In first year, there are a lot of "ACEs" - ambulatory clinic experiences. They basically send you to a random clinic, often for just a half-day (then you go somewhere else for the other half-day). Very few of these experiences are useful at all. Often the clinic doesn't even know you're coming. It's not enough time to learn any actual medicine, the preceptor just wants to get on with their clinic and feels burdened with yet another resident they'll never see again, and it's a lot of pointless travel and direction-seeking.
They make you submit "field notes" - little feedback forms describing a learning experience from every half-day (!), which preceptors HATE to do because it's just ridiculous. It's awkward as hell asking a busy preceptor for this.

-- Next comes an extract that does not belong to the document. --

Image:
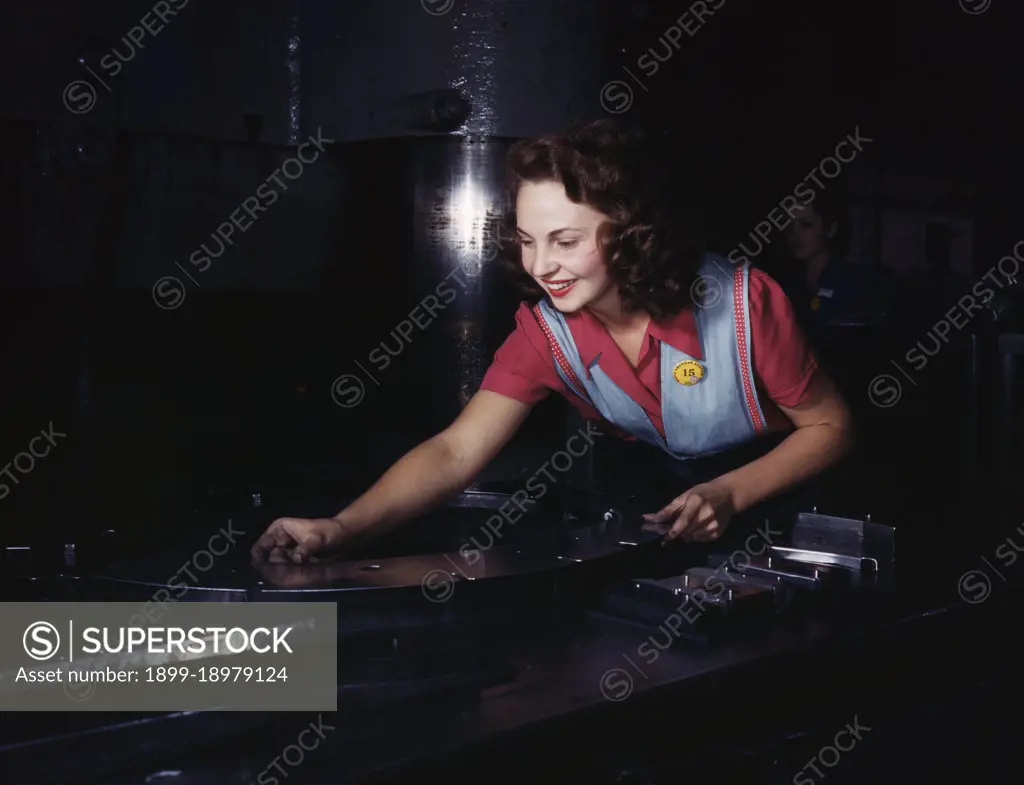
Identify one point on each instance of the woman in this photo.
(615, 332)
(823, 288)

I found they also do quite a poor job retaining good preceptors and dropping bad ones, despite collecting regular feedback from residents. There was a particularly bad preceptor at the Central Teaching Clinic, whom so many residents complained about, that he was finally "encouraged" to take a sabbatical for two years... but now he's back. Surprise. This is just one example. Also, they tend to just assume away precepetor problems by taking it as absolute truth that all preceptors are good, and any problem stems from resident factors. This is unhelpful, and has resulted in major problems for the few residents who were unlucky enough to have a difficult main preceptor, who mentors and evaluates you for the entire two years (people have had extreme problems switching, and have been asked to "work out" their issue with the preceptor, after the issue was apready escalated to program director).
Returning to the first issue, because there is a relatively high proportion of just weaker preceptors in "home clinics" (academic teaching clinics where residents work 2-3 days a week for the entire two years), you just run out of things to learn from them. By the end of the second year, you could end up in a weird situation where you start being more competent than your preceptor at times, yet have to hold back, lest you get on their bad side, or even worse - get slapped with a professionalism issue.
A significant proportion of residents were fortunate enough to avoid all of above issues. There are some home clinic preceptors who are excellent, and you could get lucky/be proactive and get quality rotations for the most part. But there's little recourse to help if you run into any problems, and a high chance you'd end up with many mediocre rotations and have a bad time in home clinic.